BOISE, Idaho — As the Latino community continues to grow in the Gem State, Idaho’s American Civil Liberties Union (ACLU) is making sure Latino students have a safe space to learn.
ACLU Legal Fellow, Erica Rodarte said, "Folks are interested in talking about education and it's such an important issue to them and with Latinos communities being a growing and an essential part of the state it's important to focus on young students' experiences.”
The ACLU launched a new story collection project to gather stories from Latinos learning in Idaho schools.
“We learned about issues, generally, from those conversations and the conversations we kept on having. We tried to focus more on racism, policing, and discrimination because it's what we're hearing most about,” said Rodarte.
Some of the questions parents, students, and educators will be asked include questions like:
- What are issues important to you?
- Have you faced any racism or discrimination?
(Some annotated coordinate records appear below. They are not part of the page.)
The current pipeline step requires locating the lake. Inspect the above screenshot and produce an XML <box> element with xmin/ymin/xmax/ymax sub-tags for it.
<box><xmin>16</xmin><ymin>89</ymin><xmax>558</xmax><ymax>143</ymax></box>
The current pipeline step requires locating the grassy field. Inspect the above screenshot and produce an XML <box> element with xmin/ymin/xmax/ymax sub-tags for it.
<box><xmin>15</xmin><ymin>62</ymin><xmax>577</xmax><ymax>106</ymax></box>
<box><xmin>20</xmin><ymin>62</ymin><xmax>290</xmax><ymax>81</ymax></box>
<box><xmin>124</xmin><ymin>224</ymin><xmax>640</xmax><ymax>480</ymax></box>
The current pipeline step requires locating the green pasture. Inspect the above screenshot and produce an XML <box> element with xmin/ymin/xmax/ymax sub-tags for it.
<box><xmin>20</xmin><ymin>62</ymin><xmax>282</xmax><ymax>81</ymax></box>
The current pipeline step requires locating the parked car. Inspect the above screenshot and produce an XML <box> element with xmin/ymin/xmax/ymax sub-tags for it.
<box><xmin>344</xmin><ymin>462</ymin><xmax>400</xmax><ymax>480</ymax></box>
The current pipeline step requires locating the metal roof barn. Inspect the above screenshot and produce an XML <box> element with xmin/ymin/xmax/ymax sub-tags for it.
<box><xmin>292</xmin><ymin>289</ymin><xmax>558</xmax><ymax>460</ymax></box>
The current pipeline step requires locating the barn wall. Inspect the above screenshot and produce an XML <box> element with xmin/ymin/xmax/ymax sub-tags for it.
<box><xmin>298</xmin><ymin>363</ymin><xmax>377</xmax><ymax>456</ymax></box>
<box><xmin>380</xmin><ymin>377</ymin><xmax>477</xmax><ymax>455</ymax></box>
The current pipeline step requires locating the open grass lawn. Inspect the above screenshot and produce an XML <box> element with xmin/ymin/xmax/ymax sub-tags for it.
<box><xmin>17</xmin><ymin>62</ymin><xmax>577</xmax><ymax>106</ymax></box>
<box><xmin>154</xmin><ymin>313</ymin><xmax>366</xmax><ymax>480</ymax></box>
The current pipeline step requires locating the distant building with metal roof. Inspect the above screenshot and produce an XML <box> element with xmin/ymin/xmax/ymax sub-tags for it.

- Any discipline of any kind?
In the second part of the project, the ACLU is hosting community listening sessions.
"Sharing things from anti-discrimination protections, what students can if they ever have interactions with police or law enforcement and even students with disabilities or English learners have,” said Rodarte.
Their goal is to help address these issues and build a sense of community; a community Nampa parent, Chandra Reyna, said she wished she had when she faced discrimination.
"I was starting to see my own children, but also hear from my family and community members that our students were being policed, that they were being harassed, being questioned a lot, just having a lot of surveillance on them. I feel like it was starting to affect their experience in schools and make them feel distant from their school environment,” said Reyna.
Reyna said her daughter chose to leave in-person school because of her experience and instead opted for online learning.
"This is what is happening and this is why we are choosing to remove her from your school. What I would have expected as a parent is to hear 'I'm so sorry for that. What can we do to make her situation better? We don't want her to not have an out-of-school experience.' I didn't get that, I got 'okay that's good, we'll fill out your paperwork. That isn't the response we should be getting,” said Reyna.
This issue Reyna said is common in the state of Idaho.
"I honestly think that we have a lack of diversity in not only our teachers, which our students have brought as a concern to the district, but also particularly in our administration,” said Reyna.
Reyna said she participated in this project and hopes schools and the community understand these challenges.
"This could be an educational tool for folks to say 'look at the data', so how can you take that information and build it into your everyday actions to make sure that your students do feel welcome,” Reyna said.